Inserting five zeros in place of ‘rn:5’ which represents a registers number gets us the value 0b11010110000111110000000000000000 or 0xd61f0000.

a64.decode does give a named instruction format for BR. The “&r” above is an argument reference; just telling us that on of the variable parts of the instruction is a single register. Other instructions have format names signified by an '@' at the end of the line as per @logic_imm_32 above.

This gives us some instruction format names, but there are problems with this approach:

  • There are many more instructions in a64.decode than are used in AArch64Insn, so we would still need a list of instructions in tcg-target.c.inc.

    • We could generate enumerations and unimplemented stub functions for all the formats in a64.decode, but this would likely increase the code size significantly for a lot of encodings we don’t use.

  • Some instructions in a64.decode don’t have any instruction grouping, as per ‘BR’ above.

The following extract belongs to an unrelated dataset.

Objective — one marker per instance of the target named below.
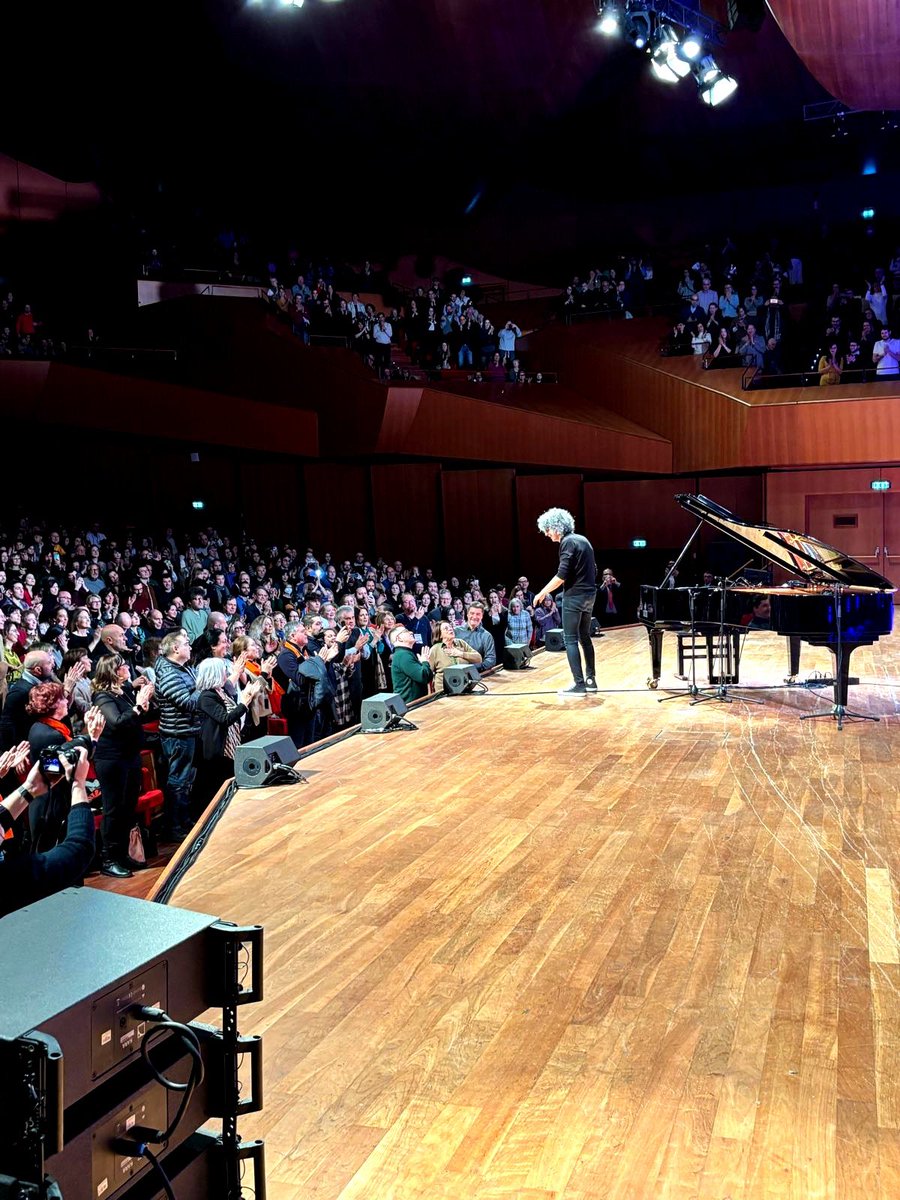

  • Some instructions don’t appear in a64.decode; for example ‘CBNZ’ used in tcg-target.c.inc is not present in a64.decode; instead, a64.decode only lists CBZ and has the ‘nz:1’ field in its opcode description. Presumably, nz=0 means CBZ and nz=1 means CBNZ. We could still use this to match CBNZ into the ‘cbz’ format, though.

  • Some instructions have multiple decodes. For example, only one form of NOP is listed in tcg-target.c.inc while five are listed in a64.decode. None of the NOPs haves any instruction format class in a64.decode, presumably because they have no varying fields, but this may show be a problem if other instructions map to several formats in a64.decode.

  • Some SIMD instructions have arguments which cannot be zero:

    • I3609 class instructions have an immh field which cannot be zero

    • I3611 class instructions have a size field which cannot be zero

  • Hence, the base instruction format given in tcg-target.c.inc will be rejected by the decoder. This is only a problem if we use the decoder generated by decodetree.py; the base format for these instructions is still readable in a64.decode and could be used if we parsed a64.decode with another tool.